Memory leaks and java.lang.OutOfMemoryError

classic Classic list List threaded Threaded
9 messages Options
Reply | Threaded
Open this post in threaded view
|

Memory leaks and java.lang.OutOfMemoryError

Ron Hitchens
We are trying to stand up an internal production RatPack service and are having severe problems with java.lang.OutOfMemoryError failures.  We've done quite a lot of investigation on this and it appears that there is some sort leak of direct memory buffers happening.

Let me first explain what our app is doing, then the failure modes we've seen and finally ask for your help to find a solution or workaround.

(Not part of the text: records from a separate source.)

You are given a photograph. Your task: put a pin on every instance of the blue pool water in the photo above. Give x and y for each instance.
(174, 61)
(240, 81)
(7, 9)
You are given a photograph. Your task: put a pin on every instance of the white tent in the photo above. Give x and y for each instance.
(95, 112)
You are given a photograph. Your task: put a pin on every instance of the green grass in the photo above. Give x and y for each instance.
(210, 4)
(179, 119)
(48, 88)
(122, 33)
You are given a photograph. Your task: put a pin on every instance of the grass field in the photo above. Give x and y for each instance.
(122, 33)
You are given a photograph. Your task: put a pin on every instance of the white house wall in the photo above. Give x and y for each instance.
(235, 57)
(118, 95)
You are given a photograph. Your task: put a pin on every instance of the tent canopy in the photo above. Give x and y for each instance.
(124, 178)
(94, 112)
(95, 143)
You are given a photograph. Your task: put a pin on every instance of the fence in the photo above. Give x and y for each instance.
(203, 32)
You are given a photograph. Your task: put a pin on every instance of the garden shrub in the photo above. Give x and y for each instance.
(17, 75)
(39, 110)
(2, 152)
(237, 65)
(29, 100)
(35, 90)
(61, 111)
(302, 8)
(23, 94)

Our RatPack app is a REST service that processes publishing content (mostly books).  It has the usual endpoints that can query or fetch content as XML or JSON (this all works fine) but its primary function (for now, at least) is to ingest content deliveries.  These deliveries are POSTed as zip files that contain a relatively large XML file and some number of binaries (PDFs and images).  The app writes the POST body to disk and then opens it via the JDK zip API.  It validates the structure, then sends the binaries to Amazon S3 (synchronously at the moment, using the Amazon SDK).  Finally, the XML payload is transformed/enhanced and sent to an XML store via a backend REST service (we're using the RatPack async HTTP client for that).  This XML "payload" XML can be relatively large (10s or even 100s of megabytes, book content plus metadata).

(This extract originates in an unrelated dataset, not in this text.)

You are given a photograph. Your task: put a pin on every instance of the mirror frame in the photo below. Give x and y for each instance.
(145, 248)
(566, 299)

To summarize: large zip files posted (potentially as big as 1GB), binaries extracted and sent to S3, large XML built in memory and sent to another REST service.  All happening in one long-running request.  The deployment environment is Amazon ECS.

There are two OS environments in play here.  We develop on Macs and have only seen problems there when tuning the amount of direct memory so low that it can't buffer and process a single delivery.  With enough direct memory, it seems to remain stable indefinitely.  However, when deploying the same code on Linux, even with plenty of direct memory space allocated, the RatPack app will eventually start throwing OutOfMemoryError.  Once this starts happening most deliveries, unless they are small, will throw this error.  Eventually everything will fail.  The app never seems to recover from this.  This strongly suggests a leak of direct memory buffers.  Question is: where and why only on Linux?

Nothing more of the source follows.